リンカは自分の着ているワンピースの裾を両手で掴み、海水を船外に絞っている。
「ラーズさん! 置いていくなんて酷いじゃないですか!」
頬を膨らませて文句を言うリンカすら可愛く見える。
「仕方ないだろう、私は一世一代の大勝負に負けたんだから、リンカは傷心した私の傷口をエグリにでも来たのか?」
口から出た嫌味に自己嫌悪に陥る、嫌味はスルスルと口から出てくるのに本当に伝えたい言葉は一向に出てきてはくれない。
目を合わせられずに俯くと前方から伸びてきた白く細い指がラーズの頬を包むとそのまま左右に力強く引っ張られた。

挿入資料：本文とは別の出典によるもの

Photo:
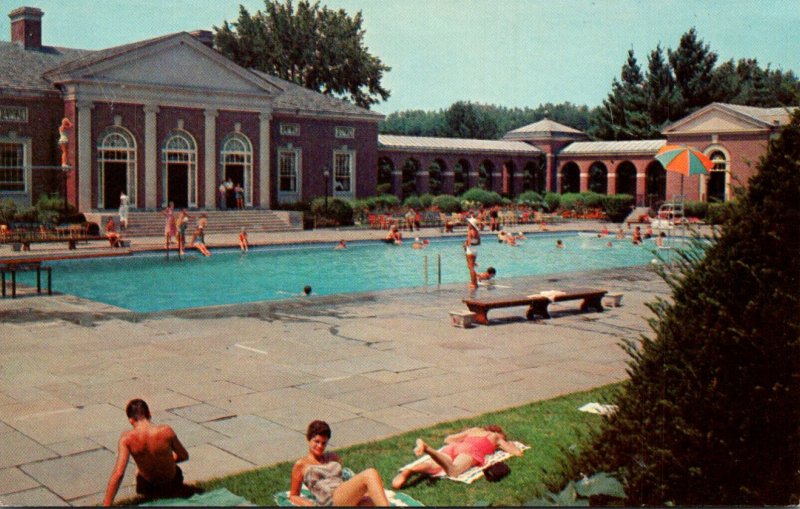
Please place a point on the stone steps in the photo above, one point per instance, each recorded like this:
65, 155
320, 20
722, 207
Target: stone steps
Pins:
149, 224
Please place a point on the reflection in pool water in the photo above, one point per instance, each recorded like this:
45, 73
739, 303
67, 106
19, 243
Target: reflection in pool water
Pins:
150, 282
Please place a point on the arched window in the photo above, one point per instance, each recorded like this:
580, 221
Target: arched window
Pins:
570, 178
116, 167
237, 163
179, 175
717, 179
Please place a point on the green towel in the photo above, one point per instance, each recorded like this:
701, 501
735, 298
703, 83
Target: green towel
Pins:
217, 498
396, 499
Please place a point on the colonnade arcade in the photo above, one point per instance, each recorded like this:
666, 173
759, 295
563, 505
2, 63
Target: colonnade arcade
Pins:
644, 179
405, 175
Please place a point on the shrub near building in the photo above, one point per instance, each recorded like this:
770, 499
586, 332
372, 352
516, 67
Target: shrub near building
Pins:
711, 412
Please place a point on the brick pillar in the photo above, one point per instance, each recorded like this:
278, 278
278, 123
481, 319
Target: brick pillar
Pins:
150, 156
550, 175
612, 182
85, 165
210, 152
264, 158
397, 183
448, 182
641, 185
583, 174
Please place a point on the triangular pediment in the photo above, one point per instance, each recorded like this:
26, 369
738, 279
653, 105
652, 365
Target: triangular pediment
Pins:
715, 119
178, 61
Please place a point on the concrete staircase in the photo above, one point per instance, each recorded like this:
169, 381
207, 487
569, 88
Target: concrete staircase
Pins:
151, 223
636, 214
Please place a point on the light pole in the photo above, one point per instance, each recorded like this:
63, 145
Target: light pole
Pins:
327, 175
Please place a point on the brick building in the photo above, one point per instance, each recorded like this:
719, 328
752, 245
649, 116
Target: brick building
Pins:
169, 119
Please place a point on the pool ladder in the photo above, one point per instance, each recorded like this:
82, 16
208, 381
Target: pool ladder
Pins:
438, 270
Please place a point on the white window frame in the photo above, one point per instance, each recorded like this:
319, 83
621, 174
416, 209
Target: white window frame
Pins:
244, 152
351, 172
345, 132
25, 145
293, 195
289, 129
129, 148
727, 169
185, 155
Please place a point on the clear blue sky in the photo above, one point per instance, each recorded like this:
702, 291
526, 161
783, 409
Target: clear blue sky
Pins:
505, 52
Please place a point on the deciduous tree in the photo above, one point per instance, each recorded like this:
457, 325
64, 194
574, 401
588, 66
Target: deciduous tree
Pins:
316, 47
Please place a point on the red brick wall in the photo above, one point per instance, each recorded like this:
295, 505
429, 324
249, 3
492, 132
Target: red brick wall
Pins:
133, 120
226, 124
194, 124
317, 140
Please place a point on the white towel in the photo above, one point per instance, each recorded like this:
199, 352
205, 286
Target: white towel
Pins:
474, 473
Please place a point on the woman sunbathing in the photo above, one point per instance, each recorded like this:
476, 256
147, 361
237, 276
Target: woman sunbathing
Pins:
463, 451
322, 474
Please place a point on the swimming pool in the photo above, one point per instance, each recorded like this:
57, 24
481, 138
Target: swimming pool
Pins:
147, 282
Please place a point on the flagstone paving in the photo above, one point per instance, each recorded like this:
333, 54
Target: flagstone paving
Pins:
240, 383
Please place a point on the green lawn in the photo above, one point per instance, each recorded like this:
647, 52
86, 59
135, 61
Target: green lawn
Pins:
549, 427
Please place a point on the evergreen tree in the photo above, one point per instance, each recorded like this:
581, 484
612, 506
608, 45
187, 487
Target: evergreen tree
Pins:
693, 65
662, 94
318, 48
711, 410
624, 113
468, 120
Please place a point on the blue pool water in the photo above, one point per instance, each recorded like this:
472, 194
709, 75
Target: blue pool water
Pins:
148, 282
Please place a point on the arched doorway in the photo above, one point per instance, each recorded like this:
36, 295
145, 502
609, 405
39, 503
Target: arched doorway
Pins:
570, 178
435, 171
626, 179
534, 177
656, 184
598, 178
237, 165
409, 182
717, 178
460, 172
385, 169
116, 164
485, 171
511, 186
179, 174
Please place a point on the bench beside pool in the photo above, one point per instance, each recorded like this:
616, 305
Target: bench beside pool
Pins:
537, 303
13, 267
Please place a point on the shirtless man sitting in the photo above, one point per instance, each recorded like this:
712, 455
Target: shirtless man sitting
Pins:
156, 451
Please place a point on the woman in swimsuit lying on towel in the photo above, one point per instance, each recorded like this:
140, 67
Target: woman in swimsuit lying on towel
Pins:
322, 473
463, 451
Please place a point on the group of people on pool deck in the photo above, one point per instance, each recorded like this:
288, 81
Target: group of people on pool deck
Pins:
156, 450
176, 227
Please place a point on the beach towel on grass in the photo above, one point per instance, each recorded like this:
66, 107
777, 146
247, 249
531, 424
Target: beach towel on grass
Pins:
220, 497
395, 499
474, 473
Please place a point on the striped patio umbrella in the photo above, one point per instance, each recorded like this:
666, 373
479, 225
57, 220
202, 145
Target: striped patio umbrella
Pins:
684, 160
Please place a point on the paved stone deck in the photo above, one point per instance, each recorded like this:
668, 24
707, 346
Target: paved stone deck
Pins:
233, 381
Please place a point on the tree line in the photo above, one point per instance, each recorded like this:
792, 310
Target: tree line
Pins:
640, 104
323, 49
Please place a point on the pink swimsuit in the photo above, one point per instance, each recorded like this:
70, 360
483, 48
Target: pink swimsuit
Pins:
477, 447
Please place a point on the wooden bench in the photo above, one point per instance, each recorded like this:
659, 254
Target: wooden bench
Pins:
537, 304
25, 266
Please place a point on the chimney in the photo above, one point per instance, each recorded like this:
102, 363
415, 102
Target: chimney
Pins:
204, 36
26, 27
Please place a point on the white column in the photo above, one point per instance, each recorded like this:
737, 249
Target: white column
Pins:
264, 158
211, 158
150, 156
85, 155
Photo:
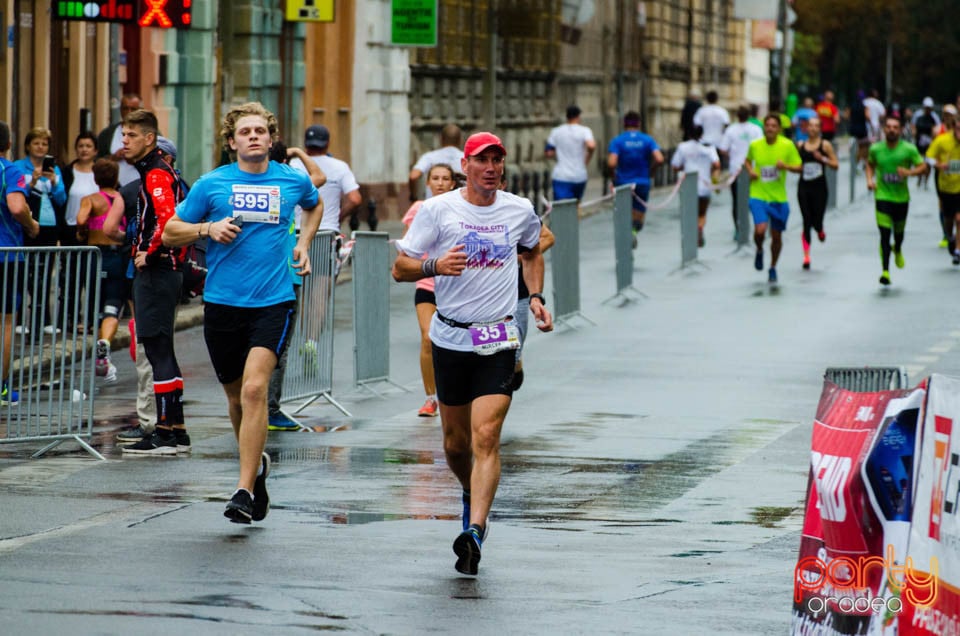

「ふーん、ラーズさんは一度ふられたくらいで諦められる程度の覚悟で私に求婚したんですか」
「ひんはいひゃい(リンカ痛い)」
更に頬に捻りまで入れられてズキズキと痛む。
「痛くしてますから」
あまりの痛みにラーズが顔を上げると、頬にポタリと水滴が落ちてきた。
水滴がリンカの瞳からポタリポタリと滴り落ちる。
「泣かないでよ、泣きたいのは私なんだから」
ラーズはリンカの頬に手を当てると、自らの指で涙を拭う。
「リンカ、愛してる……結婚してくれ」
「はい……」
お互いに自然と顔が近づき、お互いの唇が迫る。
「あのぉ~、とりあえず岸に戻っても良いかな?」
掛けられた声でここが漁師の小舟の上だと思いだした。
「えっ!? キャーッ!」
「うわっ!?」
声を掛けられて正気に戻ったらしいリンカが自らの両手を突き出してドンとラーズの鍛えられた胸を叩くと、不意打ちに太陽出来なかったラーズが、大きな小舟から水飛沫を上げて海へ背中から落ちた。